Times, Oct.1): " How do we get the best intelligence within
Afghanistan about the whereabouts of the bin Laden terrorists?" And
answering: "From local villages, of course, some of whom know where
caves and camps are". Then: " How do we encourage frightened Afghans
to be our commando units' eyes and ears? First, by identifying our
antiterrorist cause with that of mainstream Muslims around the
world." Thereupon, Safire stated: "We are failing to do that now".
The matter may even grow more delicate with the progression of
the campaign against the Taliban, if the rumors about the existence
of conflicting views inside the Bush administration reveal to be
confirmed. The fact that the Defense Secretary was the man chosen to
build the anti-terrorist coalition underlined the increasing
ascendancy of the military view on the administration. The Pentagon
was struck at the heart. To get its revenge seems a matter of
military honor. That's why yielding to the diplomats over this topic
sounds unlikely. How would the State Department react at that
growing importance of the hawks? After all, building up a coalition
around the US is a political matter. It requires all the subtlety
and the finesse of the diplomacy. How the American allies are going
to react to such a pressing demand from the Pentagon?
The problem is perhaps not with the Europeans, albeit some of
them are frightened by the quickness of the American reaction, but
rather with the Arabs and the Muslims throughout the world. That's
why Mr. Colin Powell took the unusual step of inviting the Senate
Foreign Relations Committee to lunch, on the same day the Defense
Secretary was in Saudi Arabia before heading to three other key
partners: Egypt, Oman, and Uzbekistan.
Uppermost in that lunch's discussion, it was said afterward, was
the stability of Pakistan and whether its president, Gen. Pervez
Musharraf, could withstand pressures from his Islamic population
once American military operations began. Some senators believe that
Musharraf's control is perhaps overrated. The fact that Pakistan is
a nation that has tested nuclear weapons and whose stability is
crucial to all of South Asia adds a strain to the American worries.

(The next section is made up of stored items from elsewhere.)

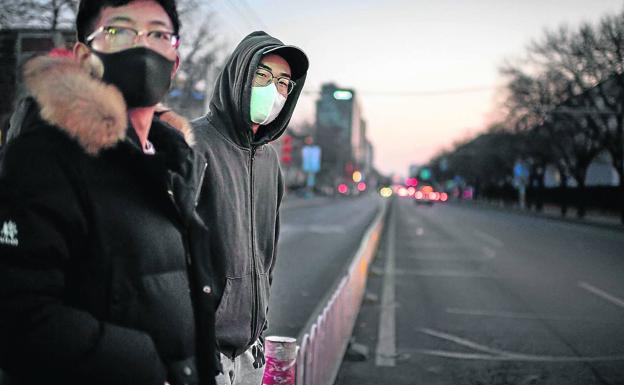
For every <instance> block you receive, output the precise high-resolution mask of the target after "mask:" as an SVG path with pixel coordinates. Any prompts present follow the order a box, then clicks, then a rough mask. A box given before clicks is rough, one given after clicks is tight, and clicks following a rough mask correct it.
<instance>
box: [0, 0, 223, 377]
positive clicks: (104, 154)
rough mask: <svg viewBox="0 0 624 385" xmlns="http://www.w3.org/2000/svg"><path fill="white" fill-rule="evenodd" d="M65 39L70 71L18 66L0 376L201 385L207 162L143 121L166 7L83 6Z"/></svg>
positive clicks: (58, 63) (185, 124)
mask: <svg viewBox="0 0 624 385" xmlns="http://www.w3.org/2000/svg"><path fill="white" fill-rule="evenodd" d="M76 25H77V35H78V40H79V42H78V43H77V44H76V46H75V47H74V58H73V59H68V58H50V57H40V58H35V59H33V60H31V61H29V62H28V63H27V64H26V65H25V69H24V79H25V83H26V86H27V88H28V90H29V94H30V95H31V96H30V97H29V98H28V99H27V102H25V103H22V111H23V113H22V114H21V115H20V116H21V117H20V118H19V119H13V121H12V125H13V126H12V131H13V135H12V139H11V140H10V141H9V143H8V144H7V145H6V146H5V147H3V149H2V154H0V368H2V369H4V370H6V371H7V373H8V374H9V376H10V377H11V378H12V379H15V381H16V383H19V384H26V385H28V384H33V385H34V384H44V383H45V384H76V385H78V384H81V385H84V384H90V385H94V384H102V385H115V384H127V385H163V384H165V382H168V383H169V384H171V385H182V384H196V385H197V384H201V385H204V384H206V385H211V384H214V376H215V375H216V373H217V369H216V368H217V366H218V364H219V363H218V358H217V355H216V354H217V353H216V350H215V339H214V300H213V298H212V297H213V294H212V282H211V278H210V276H209V275H208V273H210V272H211V270H210V263H209V262H210V261H209V259H207V258H206V255H207V252H206V250H207V247H206V246H205V242H206V240H207V229H206V228H205V226H204V224H203V223H202V222H201V220H199V218H198V217H197V215H196V213H195V202H196V200H197V196H198V193H199V189H200V187H201V180H202V178H203V173H204V169H205V161H203V158H201V156H200V155H198V154H196V153H195V152H194V151H192V150H191V148H190V144H191V143H192V135H191V131H190V125H189V124H188V123H185V122H183V121H182V119H181V118H179V117H177V116H175V115H172V113H171V112H168V113H164V114H162V115H159V116H156V115H157V114H156V105H157V104H158V103H159V101H160V100H161V99H162V98H163V97H164V96H165V94H166V92H167V91H168V88H169V83H170V81H171V78H172V76H173V75H174V73H175V71H176V68H177V66H178V61H179V59H178V53H177V47H178V43H179V38H178V31H179V28H180V24H179V21H178V15H177V11H176V5H175V2H174V1H173V0H159V1H155V0H135V1H123V0H82V1H81V3H80V7H79V10H78V15H77V22H76ZM168 122H169V123H168ZM200 257H201V258H200Z"/></svg>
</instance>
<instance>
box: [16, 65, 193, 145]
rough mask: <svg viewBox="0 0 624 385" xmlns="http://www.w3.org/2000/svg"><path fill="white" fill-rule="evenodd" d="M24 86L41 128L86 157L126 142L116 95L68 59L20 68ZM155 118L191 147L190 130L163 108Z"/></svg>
mask: <svg viewBox="0 0 624 385" xmlns="http://www.w3.org/2000/svg"><path fill="white" fill-rule="evenodd" d="M24 82H25V84H26V87H27V89H28V93H29V94H30V95H32V97H33V98H34V99H35V100H36V101H37V104H38V105H39V108H40V115H41V118H42V119H43V120H45V121H46V122H48V123H50V124H52V125H54V126H56V127H58V128H60V129H61V130H63V131H65V132H66V133H67V134H68V135H69V136H70V137H72V138H74V139H75V140H77V141H78V143H80V145H81V146H82V147H83V148H84V150H85V152H87V153H88V154H91V155H96V154H98V153H99V152H100V151H101V150H104V149H107V148H110V147H113V146H114V145H115V144H117V143H118V142H120V141H122V140H124V139H125V138H126V130H127V129H128V114H127V108H126V103H125V101H124V99H123V96H122V94H121V92H120V91H119V90H118V89H117V88H116V87H115V86H112V85H109V84H106V83H104V82H102V81H101V80H99V79H96V78H94V77H93V76H92V75H91V74H90V73H89V71H87V70H86V69H84V68H82V67H81V66H80V65H79V64H78V63H76V62H75V61H73V60H72V59H69V58H59V57H54V58H53V57H47V56H40V57H36V58H33V59H31V60H29V61H28V62H27V63H26V64H25V65H24ZM156 115H157V117H158V119H160V120H161V121H163V122H165V123H167V124H169V125H171V126H172V127H174V128H175V129H177V130H178V131H180V132H181V133H182V135H183V136H184V139H185V140H186V142H187V144H189V146H191V145H193V144H194V142H195V141H194V138H193V134H192V130H191V127H190V124H189V123H188V121H187V120H186V119H184V118H183V117H181V116H179V115H177V114H175V113H173V112H172V111H170V110H167V109H165V108H163V107H159V108H157V114H156Z"/></svg>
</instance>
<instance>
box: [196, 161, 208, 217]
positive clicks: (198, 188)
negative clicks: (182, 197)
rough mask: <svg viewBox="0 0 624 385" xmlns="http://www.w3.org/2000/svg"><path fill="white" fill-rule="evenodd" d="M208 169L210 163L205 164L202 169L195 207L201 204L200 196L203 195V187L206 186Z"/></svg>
mask: <svg viewBox="0 0 624 385" xmlns="http://www.w3.org/2000/svg"><path fill="white" fill-rule="evenodd" d="M207 168H208V162H204V167H203V169H202V175H201V177H200V178H199V184H198V185H197V192H195V207H197V205H198V204H199V194H201V189H202V186H203V185H204V177H205V176H206V169H207Z"/></svg>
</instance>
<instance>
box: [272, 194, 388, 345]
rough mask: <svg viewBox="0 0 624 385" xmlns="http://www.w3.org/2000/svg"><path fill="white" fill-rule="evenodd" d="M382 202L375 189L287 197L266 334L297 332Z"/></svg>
mask: <svg viewBox="0 0 624 385" xmlns="http://www.w3.org/2000/svg"><path fill="white" fill-rule="evenodd" d="M382 203H383V201H382V199H381V198H380V197H379V196H378V195H376V194H367V195H363V196H360V197H357V198H344V197H336V198H313V199H311V200H309V201H307V200H302V199H292V200H290V201H287V202H286V204H285V206H284V207H283V208H282V210H281V212H280V219H281V230H280V239H279V243H278V257H277V263H276V266H275V270H274V273H273V284H272V286H271V302H270V305H269V329H268V330H267V332H266V333H265V335H281V336H289V337H297V336H299V334H300V333H301V331H302V329H303V328H304V327H305V326H306V324H307V322H308V320H309V319H310V318H311V317H312V316H313V315H314V311H315V310H316V308H317V306H318V305H319V302H321V301H322V299H323V298H324V297H325V296H326V295H327V294H328V293H329V292H330V289H331V287H332V285H333V284H334V283H335V282H336V280H337V278H338V276H339V275H340V273H342V272H343V271H344V269H346V267H347V265H348V263H349V261H350V260H351V258H352V256H353V254H354V253H355V251H356V250H357V248H358V246H359V245H360V241H361V239H362V236H363V235H364V232H365V231H366V229H367V228H368V226H369V225H370V223H371V222H372V221H373V219H374V217H375V214H376V213H377V210H379V209H380V207H381V205H382Z"/></svg>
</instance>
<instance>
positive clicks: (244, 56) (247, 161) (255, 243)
mask: <svg viewBox="0 0 624 385" xmlns="http://www.w3.org/2000/svg"><path fill="white" fill-rule="evenodd" d="M282 46H284V44H283V43H282V42H281V41H279V40H277V39H275V38H273V37H271V36H269V35H267V34H266V33H264V32H254V33H252V34H250V35H248V36H247V37H245V38H244V39H243V40H242V41H241V43H240V44H239V45H238V47H236V49H235V50H234V52H233V53H232V55H231V56H230V58H229V60H228V61H227V63H226V65H225V68H224V69H223V71H222V72H221V74H220V75H219V77H218V79H217V82H216V86H215V91H214V93H213V96H212V99H211V101H210V110H209V112H208V114H207V115H206V116H204V117H202V118H199V119H197V120H195V121H194V122H193V123H192V124H193V128H194V131H195V135H196V141H197V145H196V146H197V150H198V151H199V152H201V153H202V154H203V155H204V156H205V158H206V161H207V162H208V166H207V171H206V174H205V178H204V182H203V186H202V190H201V194H200V199H199V203H198V207H197V211H198V213H199V215H200V217H201V218H202V219H203V221H204V222H205V224H206V225H207V226H208V228H209V230H210V252H211V253H212V255H211V256H206V258H211V259H212V263H213V264H215V270H216V271H218V276H217V277H216V281H217V282H218V283H219V284H218V285H217V286H218V287H217V290H218V293H217V295H220V298H221V300H220V302H219V305H218V309H217V314H216V335H217V342H218V345H219V349H220V351H221V352H222V353H224V354H225V355H227V356H229V357H235V356H238V355H240V354H241V353H242V352H244V351H245V350H247V349H248V348H249V347H250V346H251V345H252V344H253V343H254V342H255V341H256V340H257V339H258V338H259V337H260V336H261V334H262V332H263V330H264V329H266V322H267V321H266V318H267V311H268V304H269V291H270V285H271V280H272V272H273V268H274V266H275V258H276V251H277V240H278V235H279V207H280V203H281V200H282V195H283V191H284V187H283V180H282V175H281V172H280V168H279V160H278V155H277V152H276V151H275V149H274V148H273V146H272V145H271V144H270V142H272V141H274V140H275V139H277V138H278V137H279V136H280V135H281V134H282V133H283V132H284V131H285V130H286V127H287V125H288V122H289V121H290V118H291V116H292V113H293V110H294V108H295V105H296V102H297V99H298V98H299V95H300V93H301V89H302V87H303V84H304V81H305V77H306V71H307V64H306V66H305V67H306V68H293V67H292V63H291V71H292V74H293V80H294V81H295V82H296V84H297V85H296V86H295V89H294V90H293V91H292V93H291V94H290V95H288V98H287V100H286V104H285V105H284V107H283V109H282V111H281V112H280V114H279V116H278V117H277V118H276V119H275V120H274V121H273V122H271V123H269V124H268V125H266V126H260V128H259V129H258V132H257V133H256V134H255V135H254V134H253V133H252V131H251V124H252V122H251V118H250V112H249V111H250V96H251V86H252V82H253V79H254V75H255V70H256V68H257V66H258V64H259V63H260V60H261V58H262V56H263V55H264V54H265V53H266V52H267V50H272V49H274V48H276V47H282ZM278 54H279V53H278Z"/></svg>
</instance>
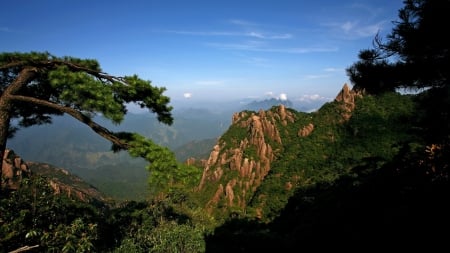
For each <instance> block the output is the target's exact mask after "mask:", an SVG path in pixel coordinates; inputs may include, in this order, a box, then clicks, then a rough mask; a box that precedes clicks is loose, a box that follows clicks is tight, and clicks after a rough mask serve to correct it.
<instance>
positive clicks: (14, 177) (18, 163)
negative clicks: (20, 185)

"There was an overlay of concern about making the Islamic world
afire", the committee's chairman, Senator Joseph R. Biden, confided
to the reporters. " We asked: are you really sure you are not going
to be creating more Osama bin Ladens by what you will do?"

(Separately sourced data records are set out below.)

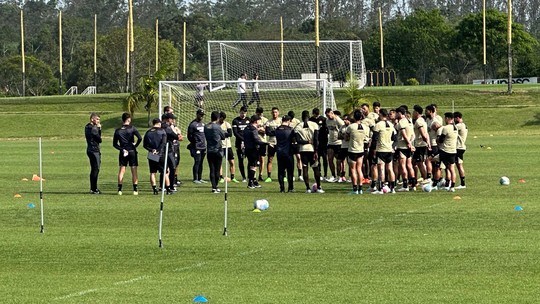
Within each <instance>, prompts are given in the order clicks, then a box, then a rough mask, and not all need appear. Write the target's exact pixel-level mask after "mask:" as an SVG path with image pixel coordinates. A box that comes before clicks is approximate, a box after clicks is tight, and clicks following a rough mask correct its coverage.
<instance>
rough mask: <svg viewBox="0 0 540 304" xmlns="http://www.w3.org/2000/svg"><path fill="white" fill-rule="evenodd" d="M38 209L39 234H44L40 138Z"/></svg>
mask: <svg viewBox="0 0 540 304" xmlns="http://www.w3.org/2000/svg"><path fill="white" fill-rule="evenodd" d="M39 206H40V207H39V208H40V209H41V210H40V213H41V228H40V230H39V232H40V233H44V232H45V224H44V219H43V165H42V158H41V137H40V138H39Z"/></svg>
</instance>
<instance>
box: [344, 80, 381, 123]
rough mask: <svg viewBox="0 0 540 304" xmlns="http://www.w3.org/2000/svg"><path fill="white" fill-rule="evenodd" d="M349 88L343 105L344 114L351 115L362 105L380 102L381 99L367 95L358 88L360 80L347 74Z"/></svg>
mask: <svg viewBox="0 0 540 304" xmlns="http://www.w3.org/2000/svg"><path fill="white" fill-rule="evenodd" d="M347 80H348V81H347V86H346V87H345V92H346V93H347V96H348V98H347V100H346V101H345V104H344V105H343V110H344V114H346V113H351V112H352V111H353V110H354V109H357V108H360V106H362V104H364V103H367V104H371V103H372V102H373V101H380V100H379V98H378V97H377V96H375V95H373V94H366V93H364V92H363V91H362V90H361V89H359V88H358V86H359V85H358V79H357V78H356V75H354V74H351V73H347Z"/></svg>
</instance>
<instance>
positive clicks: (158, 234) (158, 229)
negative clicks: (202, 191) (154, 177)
mask: <svg viewBox="0 0 540 304" xmlns="http://www.w3.org/2000/svg"><path fill="white" fill-rule="evenodd" d="M164 158H165V161H164V163H163V173H162V175H163V182H162V183H161V202H160V204H159V229H158V237H159V248H163V241H162V238H161V232H162V230H163V229H162V228H163V200H164V198H165V179H166V178H167V177H166V174H167V159H168V158H169V143H167V145H165V155H164ZM169 182H170V181H169Z"/></svg>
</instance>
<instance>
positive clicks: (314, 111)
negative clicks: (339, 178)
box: [309, 108, 328, 180]
mask: <svg viewBox="0 0 540 304" xmlns="http://www.w3.org/2000/svg"><path fill="white" fill-rule="evenodd" d="M309 121H313V122H314V123H316V124H317V125H318V126H319V137H318V141H319V146H318V147H317V151H316V152H317V156H318V161H319V163H321V158H322V165H323V171H324V175H323V176H322V177H321V179H322V180H326V179H327V178H328V147H327V146H328V126H327V125H326V117H324V116H322V115H321V111H320V110H319V109H318V108H314V109H313V111H311V117H310V118H309Z"/></svg>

It was - and still is - the question. But it does not concern the
sole Pakistan. Many Arab and Muslim allies of the USA are worried.

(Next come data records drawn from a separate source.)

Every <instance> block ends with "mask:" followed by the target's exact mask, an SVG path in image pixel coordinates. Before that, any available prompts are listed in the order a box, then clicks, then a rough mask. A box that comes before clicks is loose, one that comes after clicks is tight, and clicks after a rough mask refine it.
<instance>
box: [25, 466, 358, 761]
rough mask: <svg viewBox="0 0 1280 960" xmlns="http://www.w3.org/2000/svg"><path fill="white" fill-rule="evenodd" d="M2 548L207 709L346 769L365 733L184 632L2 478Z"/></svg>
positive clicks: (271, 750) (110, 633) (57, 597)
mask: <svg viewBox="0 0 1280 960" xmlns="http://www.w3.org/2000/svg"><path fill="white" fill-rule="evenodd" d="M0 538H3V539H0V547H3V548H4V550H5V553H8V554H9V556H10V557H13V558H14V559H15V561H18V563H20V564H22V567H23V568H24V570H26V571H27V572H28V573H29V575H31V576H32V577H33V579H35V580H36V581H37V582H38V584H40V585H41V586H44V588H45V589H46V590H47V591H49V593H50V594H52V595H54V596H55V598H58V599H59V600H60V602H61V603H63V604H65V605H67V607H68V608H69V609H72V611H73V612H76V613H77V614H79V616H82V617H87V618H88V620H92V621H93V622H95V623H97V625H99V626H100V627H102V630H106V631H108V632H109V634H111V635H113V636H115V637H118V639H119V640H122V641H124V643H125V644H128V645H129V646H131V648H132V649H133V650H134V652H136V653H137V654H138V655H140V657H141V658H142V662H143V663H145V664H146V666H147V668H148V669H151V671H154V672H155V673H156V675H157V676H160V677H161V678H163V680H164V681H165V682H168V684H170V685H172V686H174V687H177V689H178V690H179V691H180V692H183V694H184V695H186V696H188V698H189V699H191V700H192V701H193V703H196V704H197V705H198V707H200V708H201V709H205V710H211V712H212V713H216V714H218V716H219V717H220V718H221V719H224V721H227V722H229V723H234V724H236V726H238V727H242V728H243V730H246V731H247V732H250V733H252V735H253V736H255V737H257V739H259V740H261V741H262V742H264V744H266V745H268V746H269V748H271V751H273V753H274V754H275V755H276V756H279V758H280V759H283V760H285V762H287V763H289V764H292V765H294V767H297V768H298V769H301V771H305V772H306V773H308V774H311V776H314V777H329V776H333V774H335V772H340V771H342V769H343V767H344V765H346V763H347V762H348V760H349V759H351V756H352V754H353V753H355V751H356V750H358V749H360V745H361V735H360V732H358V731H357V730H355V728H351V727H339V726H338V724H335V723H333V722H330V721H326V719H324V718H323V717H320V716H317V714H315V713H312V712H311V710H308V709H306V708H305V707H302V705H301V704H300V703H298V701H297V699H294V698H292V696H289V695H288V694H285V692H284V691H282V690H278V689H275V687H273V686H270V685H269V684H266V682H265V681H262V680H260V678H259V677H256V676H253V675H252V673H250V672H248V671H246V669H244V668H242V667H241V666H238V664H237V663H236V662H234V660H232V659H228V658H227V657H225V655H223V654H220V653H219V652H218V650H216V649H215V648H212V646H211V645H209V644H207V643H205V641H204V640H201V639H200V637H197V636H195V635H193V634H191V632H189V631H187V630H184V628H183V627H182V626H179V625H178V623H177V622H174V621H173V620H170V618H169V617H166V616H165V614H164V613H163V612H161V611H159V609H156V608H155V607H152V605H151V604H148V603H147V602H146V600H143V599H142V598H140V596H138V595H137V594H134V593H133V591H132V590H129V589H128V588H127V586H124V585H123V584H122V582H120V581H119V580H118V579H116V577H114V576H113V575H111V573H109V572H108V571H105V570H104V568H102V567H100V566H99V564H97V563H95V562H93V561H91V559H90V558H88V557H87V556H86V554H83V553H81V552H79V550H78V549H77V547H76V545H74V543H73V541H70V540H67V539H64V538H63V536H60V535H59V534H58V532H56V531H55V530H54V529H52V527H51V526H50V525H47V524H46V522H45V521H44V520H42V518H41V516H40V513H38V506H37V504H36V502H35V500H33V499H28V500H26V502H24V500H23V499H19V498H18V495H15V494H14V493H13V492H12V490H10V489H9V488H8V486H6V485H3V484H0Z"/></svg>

During his visit to Washington, Sheik Hamad Bin Khalifa, emir of
Qatar, made clear that " Arab countries would not support an effort
by the Bush administration to broaden its campaign to target groups
such as the Palestinian Hamas and Islamic Jihad movements and the
Lebanese Hizbuallah organization", considered by" many Arabs as
legitimately resisting the Israeli occupation". Later on, Saudi
Arabia's interior minister, Prince Naief said his country "
disapproves of America's attack on the Taliban". A former CIA
officer in the Middle East, Robert Baer, told The Los Angeles
Times (Oct.13) that " Saudi Arabia provided little if any
assistance to investigators hunting the friends and finances of
Osama Bin Laden and his al-Qaeda terror network"! At the same time,
the way New York's Mayor Rudolph Giuliani turned down a $10 million
donation from a generous Saudi prince was not well appreciated in
the Arab world. The Prince was not making any condition for his
gift, but just telling his opinion about the Palestinian problem.
Where was the evil?
Kanan Makiya writes in the Observer: "it is now up to Arabs and
Muslims to draw the line that separates them from the Osama bin
Ladens of this world just as it was up to Americans to excoriate,
isolate, outlaw, imprison and eventually root out the members of the
Ku Klux Klan from their midst." Right. But would the Americans and
the British do the same thing with "the Sharons of this world"?
Until that is done, it seems that Mr. William Safire would have
to wait for " the Muslim foreign legion including Westerners " that
he called for enlisting in the campaign against terror!